妖怪よどかけババアVS適応障害ブラザーズ
序章
静かな山間の村に伝わる「よどかけババア」の怪談。古びたひしゃくから濁った水を振りまき、心の弱い者を絶望の淵へ追い込む恐ろしい妖怪だという。この村を訪れたのは、都会から休息を求めてやってきた兄弟、しん(37歳)とりょう(32歳)。二人は現代社会のストレスで疲れ果て、心の拠り所を探してこの村に辿り着いたのだった――。
第一章:兄弟の来訪
兄のしんは長年企業の管理職として働き、責任の重さと激務から不安障害を抱えるようになった。弟のりょうは転職を繰り返し、次第に自分に自信を失い、対人関係に疲れ果てていた。
「自然の中でしばらくのんびりすれば、少しは気持ちが軽くなるかもしれないな」としんが言えば、「何か変わるかわからないけど、とりあえず来てみたんだし」とりょうが応える。どこかぎこちない空気のまま、二人は村に滞在することになった。
そんな中、地元の老人が語る怪談が二人の耳に入る。
「夜道には気をつけろ。よどかけババアに会えば、心の弱い者ほど呪いに飲み込まれる。」
しんは「そんなの迷信だろ」と笑い飛ばすが、りょうはどこか不安げだった。そして、その夜、二人は運命に巻き込まれることになる。
第二章:ババアの襲来
夜遅く、村外れの林道を歩いていた二人は、どこからともなく湿った音を耳にする。濃い霧が立ち込め、突然目の前に現れたのは「よどかけババア」。古びた着物をまとい、乱れた髪の下から鋭い目が二人を睨みつけていた。
「お前たち……濁った心を隠しても無駄だぞ。その弱さ、もっと濁らせてやろう!」
そう言い放ち、ひしゃくから濁った水を振りかけるババア。その瞬間、しんは胸が締め付けられるような苦しさを感じ、りょうは恐怖でその場に座り込んでしまう。二人の頭の中にはこれまでの後悔や不安が次々と浮かび上がり、心がどんどん押し潰されていく。
第三章:兄弟の絆
「もう無理だ……俺たちには勝てない……」と呟くりょうを見て、しんは必死に声を振り絞った。
「りょう、お前はこんなところで終わるやつじゃない!一緒に乗り越えるぞ!」
しんの言葉にりょうは涙を流しながら顔を上げる。
「でも、俺、いつも迷惑ばっかりかけて……」
「迷惑なんて思ったことない。お前がいたから、俺も頑張れたんだ!」
兄の言葉に勇気づけられたりょうは、震える手でしんの手を握り返した。その瞬間、二人の間に温かな光が生まれた。それは、お互いの弱さを受け入れ、支え合うことで生まれる絆の力だった。

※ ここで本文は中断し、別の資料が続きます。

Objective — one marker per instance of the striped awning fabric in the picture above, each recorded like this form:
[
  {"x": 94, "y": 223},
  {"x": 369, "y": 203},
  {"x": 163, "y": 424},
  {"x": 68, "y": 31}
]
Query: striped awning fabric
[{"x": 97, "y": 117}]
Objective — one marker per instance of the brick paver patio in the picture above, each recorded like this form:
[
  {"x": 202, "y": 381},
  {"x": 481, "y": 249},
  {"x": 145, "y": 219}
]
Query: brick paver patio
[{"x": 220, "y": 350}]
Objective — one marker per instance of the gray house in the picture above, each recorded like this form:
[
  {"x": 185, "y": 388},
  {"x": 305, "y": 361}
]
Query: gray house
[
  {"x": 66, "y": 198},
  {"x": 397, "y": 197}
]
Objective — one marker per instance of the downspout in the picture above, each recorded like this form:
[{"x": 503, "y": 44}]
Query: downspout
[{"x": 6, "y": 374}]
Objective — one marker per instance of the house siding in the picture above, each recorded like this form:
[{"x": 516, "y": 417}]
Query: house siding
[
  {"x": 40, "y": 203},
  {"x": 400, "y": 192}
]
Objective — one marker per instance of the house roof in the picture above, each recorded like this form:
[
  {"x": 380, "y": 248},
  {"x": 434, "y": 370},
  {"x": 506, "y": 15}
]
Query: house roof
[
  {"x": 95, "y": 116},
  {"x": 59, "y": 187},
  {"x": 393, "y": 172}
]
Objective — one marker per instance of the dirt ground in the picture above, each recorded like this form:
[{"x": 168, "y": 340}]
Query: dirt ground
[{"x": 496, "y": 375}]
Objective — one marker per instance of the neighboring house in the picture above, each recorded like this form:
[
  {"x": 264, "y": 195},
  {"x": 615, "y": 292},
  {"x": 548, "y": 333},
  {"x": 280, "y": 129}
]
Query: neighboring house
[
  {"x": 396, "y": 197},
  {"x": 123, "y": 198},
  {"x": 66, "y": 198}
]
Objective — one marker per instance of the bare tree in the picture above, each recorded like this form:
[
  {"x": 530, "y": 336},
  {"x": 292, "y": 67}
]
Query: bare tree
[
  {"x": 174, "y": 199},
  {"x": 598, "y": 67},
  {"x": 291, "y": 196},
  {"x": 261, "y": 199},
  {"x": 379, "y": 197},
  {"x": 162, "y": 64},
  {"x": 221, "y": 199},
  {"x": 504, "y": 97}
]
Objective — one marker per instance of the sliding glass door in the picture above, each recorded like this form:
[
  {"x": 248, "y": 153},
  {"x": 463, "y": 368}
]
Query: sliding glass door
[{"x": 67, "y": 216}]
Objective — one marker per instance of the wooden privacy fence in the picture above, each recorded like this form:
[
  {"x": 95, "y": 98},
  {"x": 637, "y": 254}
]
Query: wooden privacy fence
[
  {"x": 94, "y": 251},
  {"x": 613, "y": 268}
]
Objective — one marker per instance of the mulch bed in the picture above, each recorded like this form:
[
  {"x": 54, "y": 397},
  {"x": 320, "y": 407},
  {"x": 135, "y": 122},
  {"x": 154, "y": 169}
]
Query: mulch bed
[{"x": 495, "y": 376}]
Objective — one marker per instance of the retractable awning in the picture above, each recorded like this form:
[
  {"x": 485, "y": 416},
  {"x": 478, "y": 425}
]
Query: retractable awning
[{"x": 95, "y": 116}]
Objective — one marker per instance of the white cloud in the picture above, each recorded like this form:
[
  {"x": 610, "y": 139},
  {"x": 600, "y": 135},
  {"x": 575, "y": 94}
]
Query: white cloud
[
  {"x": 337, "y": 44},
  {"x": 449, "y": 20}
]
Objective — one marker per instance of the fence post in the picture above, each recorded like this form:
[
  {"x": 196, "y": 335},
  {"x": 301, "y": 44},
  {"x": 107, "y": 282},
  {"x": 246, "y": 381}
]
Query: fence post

「何だ、その光は!」と叫ぶよどかけババア。光は濁った水を弾き返し、ババアの体を包み込む。
最終章:ババアの消滅
光に包まれたババアは、力を失いながらこう呟いた。
「強い絆……そんなものがあったとは……」
やがて霧とともに姿を消したババア。兄弟は重苦しい呪いから解放され、夜空を見上げながら静かに立ち上がった。
エピローグ
村を後にしたしんとりょうは、それぞれ新たな決意を胸に都会へ戻った。しんはプレッシャーを軽減するため仕事のやり方を見直し、りょうは周囲との繋がりを少しずつ取り戻していく努力を始めた。二人の経験は、「適応障害ブラザーズ」として苦しむ人々に寄り添う物語となり、語り継がれることになった。